April 26, 2006
Affordable Housing For Riverhead?
Riverhead Town Supervisor Phil Cardinale asked community development agency director Andrea Lohneiss to prepare requests for proposals that could pave the way for some long-awaited affordable housing in town.
Lohneiss went before the town board at a recent work session to discuss the terms of several request for proposals for an affordable housing project.
The project involves nine sites garnered by the town from the county. The land was given to the town with a promise to create "next-generation" affordable housing, said Lohneiss.
That's welcome news for some residents who have been waiting on town lists and renting in Riverhead for over 16 years.
The key, said Lohneiss, is that the town does not fund construction; builders fund the projects themselves. After the houses are complete and purchased by qualified applicants, they will pay the builders themselves for the cost of construction.

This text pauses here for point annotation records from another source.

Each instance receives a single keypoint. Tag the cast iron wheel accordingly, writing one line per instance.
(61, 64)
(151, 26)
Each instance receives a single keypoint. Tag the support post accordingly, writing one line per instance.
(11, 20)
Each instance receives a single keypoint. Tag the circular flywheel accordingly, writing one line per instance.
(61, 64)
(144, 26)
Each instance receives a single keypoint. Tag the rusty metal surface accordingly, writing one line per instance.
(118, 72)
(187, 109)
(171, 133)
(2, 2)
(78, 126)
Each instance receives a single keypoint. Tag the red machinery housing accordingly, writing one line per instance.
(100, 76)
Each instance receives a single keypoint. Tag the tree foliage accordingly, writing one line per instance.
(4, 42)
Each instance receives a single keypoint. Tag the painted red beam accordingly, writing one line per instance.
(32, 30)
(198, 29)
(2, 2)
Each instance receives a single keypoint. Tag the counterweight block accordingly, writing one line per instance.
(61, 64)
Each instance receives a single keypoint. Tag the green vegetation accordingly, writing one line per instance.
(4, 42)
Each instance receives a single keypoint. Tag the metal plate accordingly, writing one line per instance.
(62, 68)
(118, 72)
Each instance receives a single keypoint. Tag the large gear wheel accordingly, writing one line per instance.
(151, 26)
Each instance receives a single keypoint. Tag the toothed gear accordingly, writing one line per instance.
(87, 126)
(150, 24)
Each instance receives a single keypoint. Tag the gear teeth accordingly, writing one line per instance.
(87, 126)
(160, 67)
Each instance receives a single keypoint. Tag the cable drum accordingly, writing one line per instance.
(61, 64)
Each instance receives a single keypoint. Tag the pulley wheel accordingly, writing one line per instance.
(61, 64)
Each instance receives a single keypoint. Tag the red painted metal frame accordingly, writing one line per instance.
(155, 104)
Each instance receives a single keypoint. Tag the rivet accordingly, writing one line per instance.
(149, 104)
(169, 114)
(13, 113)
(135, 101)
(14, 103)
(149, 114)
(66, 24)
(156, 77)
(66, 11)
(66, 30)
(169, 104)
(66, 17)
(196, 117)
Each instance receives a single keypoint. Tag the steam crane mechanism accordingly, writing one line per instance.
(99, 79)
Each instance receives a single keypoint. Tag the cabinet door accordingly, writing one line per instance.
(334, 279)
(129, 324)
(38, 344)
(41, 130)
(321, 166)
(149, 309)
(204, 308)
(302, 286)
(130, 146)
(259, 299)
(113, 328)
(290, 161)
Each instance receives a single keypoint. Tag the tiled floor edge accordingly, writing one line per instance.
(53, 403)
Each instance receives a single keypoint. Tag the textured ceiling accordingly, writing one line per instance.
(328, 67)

Individuals who receive the affordable housing must live or work in Riverhead, with a median of not more than 80% of the area median income of Suffolk County.
In addition, said Lohneiss, prices of homes would go up consistently based on the median income in the area, not inflation.
The board spent a good deal of time discussing terms of the RFP.
"In the past, the board would keep homes affordable for a specified period of time," said Cardinale, which has traditionally been 10 years. Discussed was the possibility of extending that time period. Lohneiss said the board would decide in the next 30 days, if 10 years was a long-enough time period.
"I want to make sure we have affordable units 10 or 20 years from now," said Cardinale.
One questioned bandied was how to ensure that affordable houses remain affordable. Should a buyer decide to sell within 10 years, said Cardinale, the home would have to be sold to someone "similarly situated" in regard to income when the home was purchased.
If a home owner decided to sell to someone not in that similar income range, said the supervisor, they should "not be able to pocket the difference between the controlled price and market value."
Councilman John Dunleavy agreed: "We want to make sure nobody makes a killing."
Cardinale said the board is working out the details of the RFPs, which will be sent out to interested developers and builders.
One example of such an affordable housing project closed last week on Horton Avenue in Riverhead.
"We've had an affordable housing program for many years," said Cardinale, noting that the town two years ago completed a project in Millbrook with 17 homes.